FIG. 7 presents a section view of a hydraulic lock 70 in accordance with a fourth embodiment of the present invention. In the presently described embodiment, the hydraulic lock 70 comprises one or more pressure relief devices 110 in the form of one or more burst discs connected in parallel with a primary lock 20 f to hydraulic chambers 5 a and 5 b by hydraulic lines 6h and 6j. In this embodiment, if the control system 8 f or the solenoid valve 7 f were to fail to operate, a high pressure could be applied to the bore 16 of the downhole tool 10 which would then generate a high pressure in hydraulic chamber 5 a and hydraulic line 6 h thereby rupturing the one or more burst discs 110 and allowing hydraulic fluid to travel between hydraulic chambers 5 a and 5 b, thereby allowing the downhole tool 10 to reset.
The one or more burst discs 110 of the above described hydraulic lock 70 again provides a secondary control mechanism that acts as backup arrangement partially or completely independent of the primary lock 20 f. The burst discs 110 therefore provides a secondary means of releasing the actuator piston 1 and thereby returning the downhole tool 10 to its original configuration in the event of complete failure of the control system 8 f or the solenoid valve 7 f. An example of a situation where this might be desirable could again be the case of the underreamer described in the third embodiment above. As an example, a dart may be pumped down the bore 16 of the downhole tool 10 to land on a seat below the hydraulic lock 70 and pressure would be applied to burst the one or more burst discs 110 and thereby release the hydraulic lock 70. The burst discs 110 rupture pressure would be set at a pressure considerably above any pressure normally seen in the operation of the downhole tool 10 in order to avoid accidental rupturing.

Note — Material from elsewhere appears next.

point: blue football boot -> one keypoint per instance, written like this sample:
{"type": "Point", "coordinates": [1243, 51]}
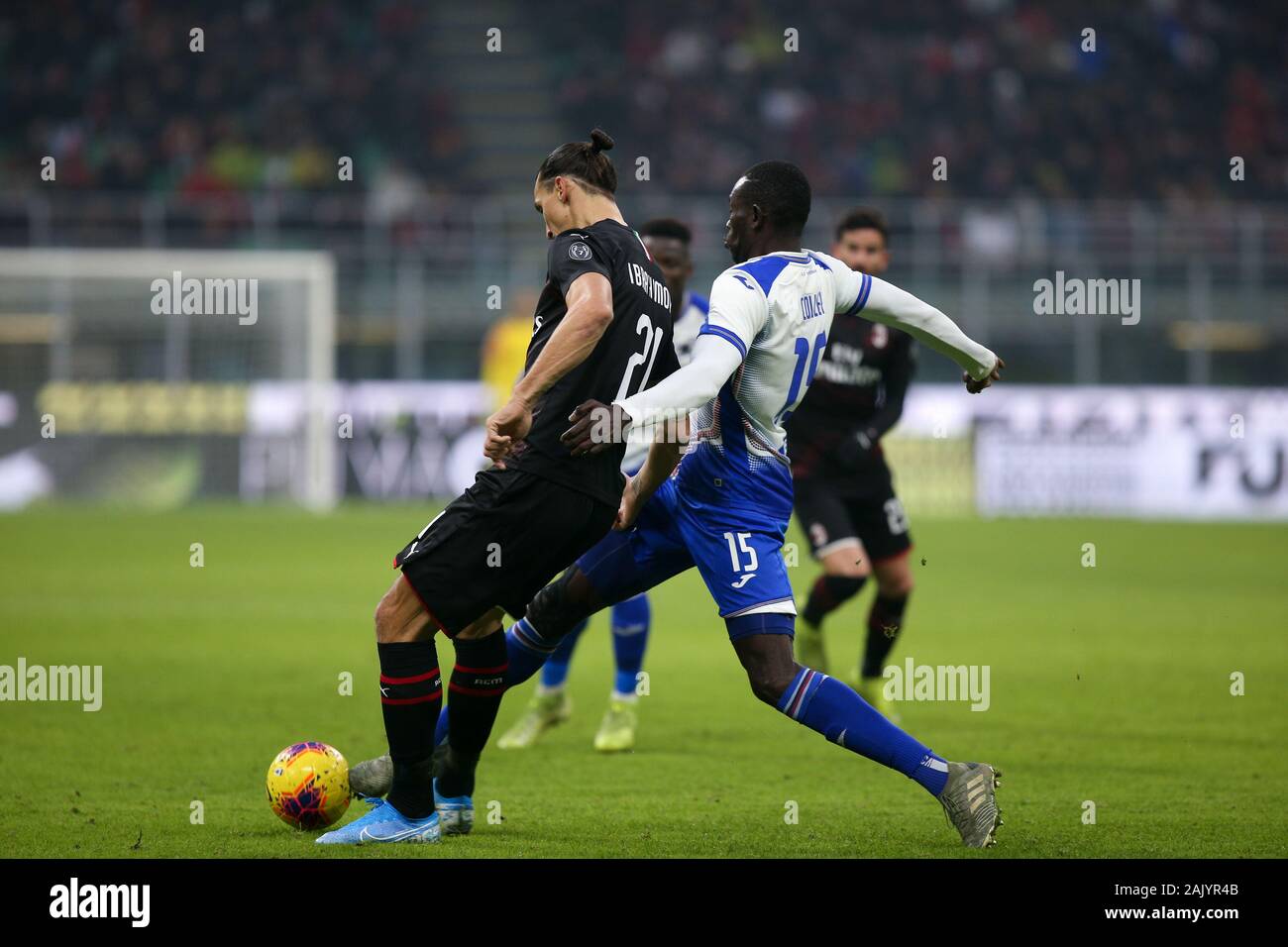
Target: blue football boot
{"type": "Point", "coordinates": [382, 822]}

FIG. 8 presents a section view of a hydraulic lock 80 in accordance with a fifth embodiment of the present invention. In the presently described embodiment, the hydraulic lock 80 comprises a piercing tool 12 having piercing elements 15 a and 15 b. The piecing tool 12 is run down the drill string (not shown) and located in the actuator piston 1 such that the piercing elements 15 a and 15 b are located adjacent to hydraulic chambers 5 a and 5 b, respectively. Applying high pressure to the bore 14 of the piercing tool 12 causes piercing elements 15 a and 15 b to extend and rupture the walls of the actuator piston 1 at points 17 a and 17 b. The ruptures allow fluid communication between hydraulic chambers 5 a and 5 b as both effectively evacuate into bore 16 of annular body 2, thereby allowing the downhole tool 10 to be reset.
The piecing tool 12 of the above described hydraulic lock 80 again provides a secondary control mechanism that acts as backup arrangement partially or completely independent of the primary lock 20 g. This specially designed tool is initially lowered into the actuator piston 1 and thereafter pressure is applied to cause the tool 12 to rupture the wall of the actuator piston 1 thereby releasing the hydraulic lock 80 and allowing the actuator piston 1 to retract to its non-actuated position e.g. by spring return.

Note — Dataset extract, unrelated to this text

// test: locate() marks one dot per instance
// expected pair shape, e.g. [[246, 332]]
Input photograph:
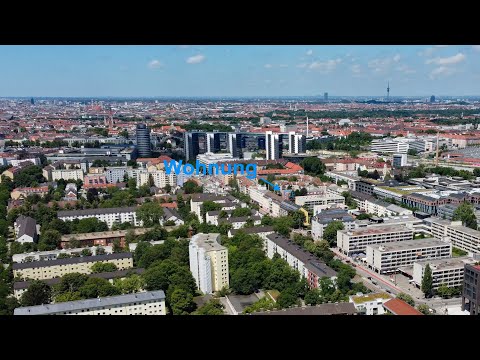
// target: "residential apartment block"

In an alternative embodiment, the piecing tool 12 may comprise a single piercing element 15 a. This is a less preferable embodiment as it would require an operator to make a decision with regards which of the hydraulic chambers 5 a or 5 b the a single piercing element 15 a should be located adjacent to in order to release the hydraulic lock 80 and allow the actuator piston 1 to retract to its non-actuated position. In practice, a second single piercing element 15 a piecing tool 12 may be required in order to rupture and evacuate the other hydraulic chambers 5 a or 5 b.
In a further alternative embodiment the variation of the piecing tool 12 could be arranges to locate within a groove in the actuator piston 1. After rupturing the wall of the actuator piston 1, an upward pull would lift the actuator piston 1 to its non-actuated position without the need to rely on a spring return force.
The above described embodiments have been described with reference to a downhole tool comprising an actuation member in the form of a piston. It will be appreciated that the actuation member could be employed to perform a range of downhole operations. Any suitable means for engaging the associated downhole tool or device to be controlled may be utilised. The actuation member of the downhole tool could be configured for direct attachment to, or otherwise configured to directly engage, the actuation mechanism or systems of the tool or device to be controlled. By way of example, the actuation member of the downhole tool may be utilised with a biasing piston or the like to move a sliding sleeve or other type of valve system to allow drill string pressure to act on the actuation piston or operating components of the tool or device to be controlled. Alternatively, or additionally, the actuation member of the downhole tool may be used with a biasing piston or the like to release and or re- apply a mechanical sear or trigger mechanism to pull a supporting sleeve from a finger collet type locking system or the like.
Embodiments of the present invention may provide a downhole tool for selectively actuating or operating an associated downhole tool or device and which is simple, reliable, is capable of real time activation, is selectively isolated from normal pumping flow and pressure requirements, and which permits the passage of further downhole tools, devices or equipment through the tool and does not require additional elements such as balls, darts or RFID tags to be pumped from surface to operate.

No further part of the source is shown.